I believe that this is a statistics rather than a programming question, though I am tied to an R implementation and hope for a reply in kind.
I have data that constitutes several time series. I expect to be studying this data for some time to come, and would like to apply a wide range of time series methods, including ARIMA models, vector autoregression, fractionally integrated series, and others.
My data is of daily frequency and has, in essence, four observations a day: two at fixed times at the beginning and end of the day, respectively, and a maximum and minimum value between those points, with no associated time for each. Although it does not involve any additional measurements, the interval between the end-of-day and the beginning-of-day is also meaningful, with the change morning to night and the change night to morning measured by values of the same two series, offset by one.
In implementing this as an R time series that various tools can use, I face two problems, both with the extremal values. The first is that these two points are only partially ordered in time. They fall in the daytime interval between the beginning and end of the day, but there is no information in the data about which occurs first.

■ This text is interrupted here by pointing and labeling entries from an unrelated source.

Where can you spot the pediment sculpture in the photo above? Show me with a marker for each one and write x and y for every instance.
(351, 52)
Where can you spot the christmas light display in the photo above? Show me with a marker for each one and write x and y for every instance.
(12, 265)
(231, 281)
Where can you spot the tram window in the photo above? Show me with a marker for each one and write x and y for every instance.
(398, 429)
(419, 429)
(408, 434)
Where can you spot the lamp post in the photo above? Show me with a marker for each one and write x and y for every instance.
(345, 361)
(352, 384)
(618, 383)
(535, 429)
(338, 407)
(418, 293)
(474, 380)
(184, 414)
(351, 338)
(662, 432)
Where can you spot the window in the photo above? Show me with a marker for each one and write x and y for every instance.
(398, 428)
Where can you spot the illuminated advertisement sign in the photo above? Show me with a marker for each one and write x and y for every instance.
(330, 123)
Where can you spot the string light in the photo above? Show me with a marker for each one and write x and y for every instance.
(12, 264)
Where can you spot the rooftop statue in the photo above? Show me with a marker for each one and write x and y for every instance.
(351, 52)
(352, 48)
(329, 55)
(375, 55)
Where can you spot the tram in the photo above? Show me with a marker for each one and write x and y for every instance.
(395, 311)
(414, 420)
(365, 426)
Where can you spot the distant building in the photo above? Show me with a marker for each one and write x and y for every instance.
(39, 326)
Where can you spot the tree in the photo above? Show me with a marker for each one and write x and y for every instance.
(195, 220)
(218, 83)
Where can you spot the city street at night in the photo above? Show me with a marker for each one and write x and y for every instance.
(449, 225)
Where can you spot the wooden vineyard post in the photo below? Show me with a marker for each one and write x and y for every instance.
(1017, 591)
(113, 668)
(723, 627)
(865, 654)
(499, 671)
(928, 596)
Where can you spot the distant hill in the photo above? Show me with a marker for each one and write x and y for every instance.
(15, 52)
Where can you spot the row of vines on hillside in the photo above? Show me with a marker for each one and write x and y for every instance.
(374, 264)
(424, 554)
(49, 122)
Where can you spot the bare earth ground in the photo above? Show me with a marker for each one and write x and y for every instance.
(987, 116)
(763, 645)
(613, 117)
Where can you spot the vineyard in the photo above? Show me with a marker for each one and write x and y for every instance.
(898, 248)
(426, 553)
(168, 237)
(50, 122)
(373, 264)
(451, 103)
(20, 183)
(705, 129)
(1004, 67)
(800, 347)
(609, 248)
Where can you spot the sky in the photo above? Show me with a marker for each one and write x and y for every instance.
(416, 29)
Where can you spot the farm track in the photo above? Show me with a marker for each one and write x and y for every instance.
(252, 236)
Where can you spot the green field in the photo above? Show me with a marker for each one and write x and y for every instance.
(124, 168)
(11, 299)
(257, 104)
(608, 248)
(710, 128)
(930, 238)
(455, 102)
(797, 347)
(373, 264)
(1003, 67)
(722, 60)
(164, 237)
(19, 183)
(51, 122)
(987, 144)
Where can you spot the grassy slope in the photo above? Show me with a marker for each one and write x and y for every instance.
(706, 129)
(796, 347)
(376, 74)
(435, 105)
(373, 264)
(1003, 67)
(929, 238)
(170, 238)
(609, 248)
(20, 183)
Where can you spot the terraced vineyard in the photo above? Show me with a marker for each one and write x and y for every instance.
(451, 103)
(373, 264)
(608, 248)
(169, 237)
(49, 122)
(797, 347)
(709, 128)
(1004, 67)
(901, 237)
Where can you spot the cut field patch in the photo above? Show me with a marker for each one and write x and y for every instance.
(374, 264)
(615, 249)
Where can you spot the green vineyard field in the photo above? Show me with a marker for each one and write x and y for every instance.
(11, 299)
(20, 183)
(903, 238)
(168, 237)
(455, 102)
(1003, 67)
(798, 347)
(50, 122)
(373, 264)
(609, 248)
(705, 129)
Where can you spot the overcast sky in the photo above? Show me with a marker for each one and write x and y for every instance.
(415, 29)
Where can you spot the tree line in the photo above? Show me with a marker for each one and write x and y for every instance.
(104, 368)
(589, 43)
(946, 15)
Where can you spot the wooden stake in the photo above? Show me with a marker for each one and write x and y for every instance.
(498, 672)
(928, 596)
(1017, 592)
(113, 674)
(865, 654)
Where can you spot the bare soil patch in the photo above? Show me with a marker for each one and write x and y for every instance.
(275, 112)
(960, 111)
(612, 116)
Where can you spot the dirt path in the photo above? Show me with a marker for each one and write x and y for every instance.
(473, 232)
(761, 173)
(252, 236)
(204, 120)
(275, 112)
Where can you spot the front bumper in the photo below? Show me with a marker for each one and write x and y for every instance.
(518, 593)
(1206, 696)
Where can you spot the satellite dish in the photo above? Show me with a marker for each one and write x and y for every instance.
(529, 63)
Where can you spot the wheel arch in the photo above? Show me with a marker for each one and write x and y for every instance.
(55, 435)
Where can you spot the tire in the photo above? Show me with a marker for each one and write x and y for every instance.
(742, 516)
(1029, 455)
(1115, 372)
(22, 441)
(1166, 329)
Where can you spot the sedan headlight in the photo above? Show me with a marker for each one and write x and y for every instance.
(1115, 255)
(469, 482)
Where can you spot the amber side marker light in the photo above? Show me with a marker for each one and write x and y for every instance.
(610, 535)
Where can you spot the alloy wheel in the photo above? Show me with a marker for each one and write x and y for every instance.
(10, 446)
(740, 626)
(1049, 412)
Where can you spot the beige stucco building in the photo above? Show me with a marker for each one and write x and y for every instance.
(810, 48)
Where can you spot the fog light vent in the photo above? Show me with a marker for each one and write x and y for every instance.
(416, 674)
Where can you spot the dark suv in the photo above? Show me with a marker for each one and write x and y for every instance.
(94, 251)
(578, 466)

The second, related problem is in representing the frequency. The start and end of the day happen at specific identifiable moments in time, always the same. I have not been able to find any time series representation of the occurrence of the maximum and minimum that R time series routines will accept, and that accurately reflect the temporal process as I understand it. This is a different problem than the first, because that problem deals with representing data points without knowing the order in which they occur, while this one deals with combining data that occur at fixed times with data where the time of occurrence is known only down to an interval.
Am I just out of luck here? Do I have to reinvent time series from the bottom up before I can use any of the standard tools? Or switch to some non-parametric time series representation about which I know nearly nothing? Or is there a common work-around, or an alternative time series implementation that can handle problems of this sort and speak to other R time series routines in a way they will understand?